With all the foofaraw (sorry for the technical language) over the Transportation Security Administration's new full-body scans, it seems people have forgotten a basic premise of terrorism: As soon as law-enforcement figures out how to thwart one tactic, the bad guys just come up with a new one. Since these Pillsbury-Doughboy-esque renditions of the human form theoretically prevent people from boarding planes with explosives woven into their underwear, attackers will simply come up with a new method. We only half-sarcastically express a fear of edible explosives. Why not? For that matter, since Al Qaeda and its ilk have discovered they can cause untold billions of dollars worth of economic misery simply with a failed attack on cargo planes, why would they bother to try outsmarting the latest high-tech security system? Why do we bother with semi-prurient x-rays of those headed for flyover country?

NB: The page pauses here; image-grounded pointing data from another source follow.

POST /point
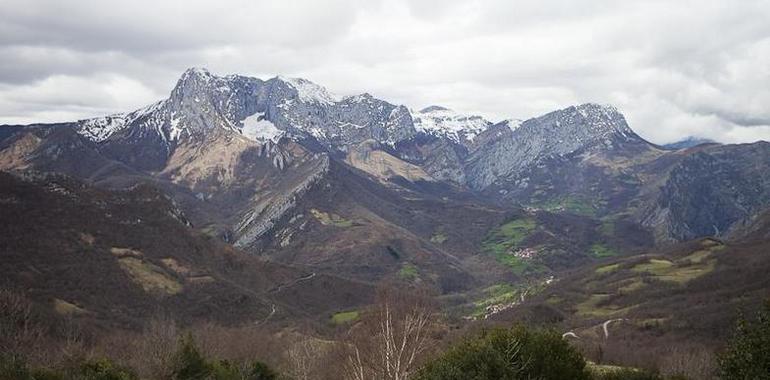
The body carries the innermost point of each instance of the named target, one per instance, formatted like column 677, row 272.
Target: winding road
column 280, row 287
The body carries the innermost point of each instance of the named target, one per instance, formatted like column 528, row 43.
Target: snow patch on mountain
column 443, row 122
column 101, row 128
column 257, row 128
column 513, row 124
column 310, row 92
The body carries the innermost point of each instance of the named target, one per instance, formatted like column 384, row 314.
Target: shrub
column 260, row 371
column 189, row 363
column 748, row 353
column 102, row 369
column 12, row 368
column 627, row 374
column 508, row 354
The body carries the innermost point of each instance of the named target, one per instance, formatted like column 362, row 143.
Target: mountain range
column 361, row 190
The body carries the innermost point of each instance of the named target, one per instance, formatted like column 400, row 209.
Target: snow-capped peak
column 257, row 128
column 444, row 122
column 310, row 92
column 513, row 124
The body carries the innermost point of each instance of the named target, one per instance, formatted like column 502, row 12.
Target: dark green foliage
column 629, row 374
column 393, row 252
column 748, row 354
column 14, row 368
column 260, row 371
column 189, row 363
column 508, row 354
column 225, row 370
column 102, row 369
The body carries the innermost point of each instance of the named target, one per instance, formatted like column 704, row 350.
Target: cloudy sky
column 674, row 68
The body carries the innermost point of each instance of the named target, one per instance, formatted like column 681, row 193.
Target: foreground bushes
column 508, row 354
column 748, row 354
column 188, row 362
column 14, row 368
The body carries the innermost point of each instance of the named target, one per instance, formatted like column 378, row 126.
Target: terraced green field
column 506, row 239
column 345, row 317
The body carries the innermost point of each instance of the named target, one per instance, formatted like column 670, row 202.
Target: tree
column 391, row 338
column 748, row 353
column 189, row 363
column 508, row 354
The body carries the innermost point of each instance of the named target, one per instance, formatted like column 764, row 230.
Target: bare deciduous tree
column 391, row 339
column 18, row 330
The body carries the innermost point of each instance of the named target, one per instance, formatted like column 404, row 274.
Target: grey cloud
column 674, row 68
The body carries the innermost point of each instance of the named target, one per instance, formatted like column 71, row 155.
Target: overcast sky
column 674, row 68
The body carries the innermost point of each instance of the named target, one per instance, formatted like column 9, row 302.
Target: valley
column 239, row 201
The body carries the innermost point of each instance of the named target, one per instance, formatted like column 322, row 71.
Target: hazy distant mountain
column 688, row 142
column 268, row 164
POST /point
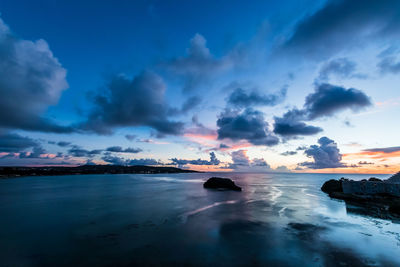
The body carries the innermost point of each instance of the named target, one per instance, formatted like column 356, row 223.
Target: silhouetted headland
column 380, row 196
column 10, row 172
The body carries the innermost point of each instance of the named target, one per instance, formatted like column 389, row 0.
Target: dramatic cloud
column 240, row 98
column 63, row 144
column 324, row 102
column 325, row 155
column 181, row 162
column 240, row 161
column 329, row 99
column 190, row 103
column 199, row 65
column 248, row 125
column 11, row 142
column 291, row 124
column 130, row 137
column 121, row 150
column 343, row 25
column 384, row 149
column 137, row 102
column 77, row 151
column 37, row 152
column 341, row 68
column 289, row 153
column 31, row 80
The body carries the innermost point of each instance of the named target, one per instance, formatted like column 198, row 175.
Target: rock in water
column 221, row 183
column 332, row 186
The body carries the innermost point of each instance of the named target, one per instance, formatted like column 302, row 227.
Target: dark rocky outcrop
column 332, row 186
column 385, row 205
column 221, row 183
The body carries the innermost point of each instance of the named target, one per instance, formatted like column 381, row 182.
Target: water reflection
column 278, row 220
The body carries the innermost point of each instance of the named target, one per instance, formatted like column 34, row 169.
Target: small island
column 12, row 172
column 383, row 195
column 221, row 184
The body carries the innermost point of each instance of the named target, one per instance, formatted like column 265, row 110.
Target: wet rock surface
column 332, row 186
column 221, row 183
column 381, row 205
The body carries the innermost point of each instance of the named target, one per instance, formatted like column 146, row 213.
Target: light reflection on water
column 278, row 219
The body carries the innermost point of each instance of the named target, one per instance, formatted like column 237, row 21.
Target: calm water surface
column 169, row 219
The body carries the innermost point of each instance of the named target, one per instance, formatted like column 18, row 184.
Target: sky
column 263, row 86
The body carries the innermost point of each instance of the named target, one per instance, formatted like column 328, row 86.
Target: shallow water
column 169, row 219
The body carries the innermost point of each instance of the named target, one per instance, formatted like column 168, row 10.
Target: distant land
column 11, row 172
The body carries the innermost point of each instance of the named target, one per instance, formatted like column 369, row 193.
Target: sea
column 279, row 219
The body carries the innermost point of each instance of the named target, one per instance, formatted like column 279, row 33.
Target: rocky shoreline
column 380, row 196
column 13, row 172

There has to be a better way.

Sunday, November 21, 2010

Jets Football: Torture (A Brief Post)


By pretty much any metric, the New York Jets have proven themselves one of the elite teams in the NFL. (Now there's a sentence we would never have imagined ourselves typing.) Still, their more-than-respectable 8-2 record belies the drama of the last month's worth of games: A last-second win against Denver occasioned by an egregious pass-intereference call; overtime wins agains two of the weaker teams in the NFL (Detroit and Cleveland); and today's come-from-behind victory over Houston with under a minute left in the game.

Maybe the Jets are taking a page from the World Series champion Giants: Torturing their fans seemed to work well for them.